The window closed, and Philip, more excited but with feelings altogether different from those with which he had set out, looked at it for a minute, and then bent his steps to his own cottage.
Chapter Three.
The discovery of the beautiful daughter of Mynheer Poots had made a strong impression upon Philip Vanderdecken, and now he had another excitement to combine with those which already overcharged his bosom. He arrived at his own house, went upstairs, and threw himself on the bed from which he had been roused by Mynheer Poots. At first, he recalled to his mind the scene we have just described, painted in his imagination the portrait of the fair girl, her eyes, her expression, her silver voice, and the words which she had uttered; but her pleasing image was soon chased away by the recollection that his mother’s corpse lay in the adjoining chamber, and that his father’s secret was hidden in the room below.
The funeral was to take place the next morning, and Philip, who, since his meeting with the daughter of Mynheer Poots, appeared even to himself not so anxious for immediate examination of the room, resolved that he would not open it until after the melancholy ceremony. With this resolution he fell asleep; and, exhausted with bodily and mental excitement, he did not wake until the next morning, when he was summoned by the priest to assist at the funeral rites. In an hour all was over; the crowd dispersed, and Philip, returning to the cottage, bolted the door that he might not be interrupted, and felt happy that he was alone.
There is a feeling in our nature which will arise when we again find ourselves in the tenement where death has been, and all traces of it have been removed. It is a feeling of satisfaction and relief at having rid ourselves of the memento of mortality, the silent evidence of the futility of our pursuits and anticipations. We know that we must one day die, but we always wish to forget it. The continual remembrance would be too great a check upon our mundane desires and wishes; and, although we are told that we ever should have futurity in our thoughts, we find that life is not to be enjoyed if we are not permitted occasional forgetfulness. For who would plan what rarely he is permitted to execute, if each moment of the day he thought of death? We either hope that we may live longer than others, or we forget that we may not.

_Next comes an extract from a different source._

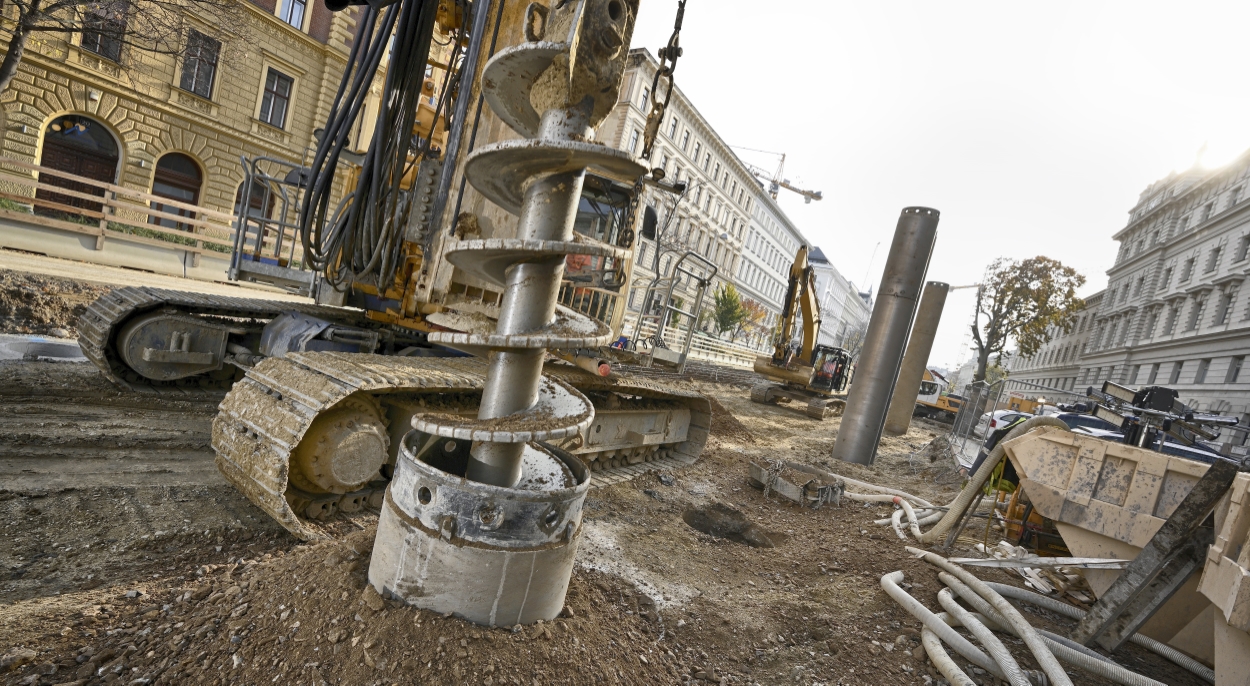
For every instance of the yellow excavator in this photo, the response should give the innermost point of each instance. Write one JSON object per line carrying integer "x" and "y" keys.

If this buoyant feeling had not been planted in our nature, how little would the world have been improved even from the Deluge! Philip walked into the room where his mother had lain one short hour before, and unwittingly felt relief. Taking down the cabinet, he now recommenced his task; the back panel was soon removed, and a secret drawer discovered; he drew it out, and it contained what he presumed to be the object of his search,—a large key with a slight coat of rust upon it, which came off upon its being handled. Under the key was a paper, the writing on which was somewhat discoloured; it was in his mother’s hand, and ran as follows:—
“It is now two nights since a horrible event took place which has induced me to close the lower chamber, and my brain is still bursting with terror. Should I not, during my lifetime, reveal what occurred, still this key will be required, as at my death the room will be opened. When I rushed from it I hastened upstairs, and remained that night with my child; the next morning I summoned up sufficient courage, to go down, turn the key and bring it up into my chamber. It is now closed till I close my eyes in death. No privation, no suffering, shall induce me to open it, although in the iron cupboard under the buffet farthest from the window, there is money sufficient for all my wants; that money will remain there for my child, to whom, if I do not impart the fatal secret, he must be satisfied that it is one which it were better should be concealed,—one so horrible as to induce me to take the steps which I now do. The keys of the cupboards and buffets were, I think, lying on the table, or in my work-box, when I quitted the room. There is a letter on the table—at least I think so. It is sealed. Let not the seal be broken but by my son, and not by him unless he knows the secret. Let it be burnt by the priest,—for it is cursed;—and even should my son know all that I do, oh, let him pause,—let him reflect well before he breaks the seal,—for ’twere better he should know NO MORE!”
“Not know more!” thought Philip, as his eyes were still fixed upon the paper. “Yes, but I must and will know more, so forgive me dearest mother, if I waste no time in reflection. It would be but time thrown away, when one is resolved as I am.”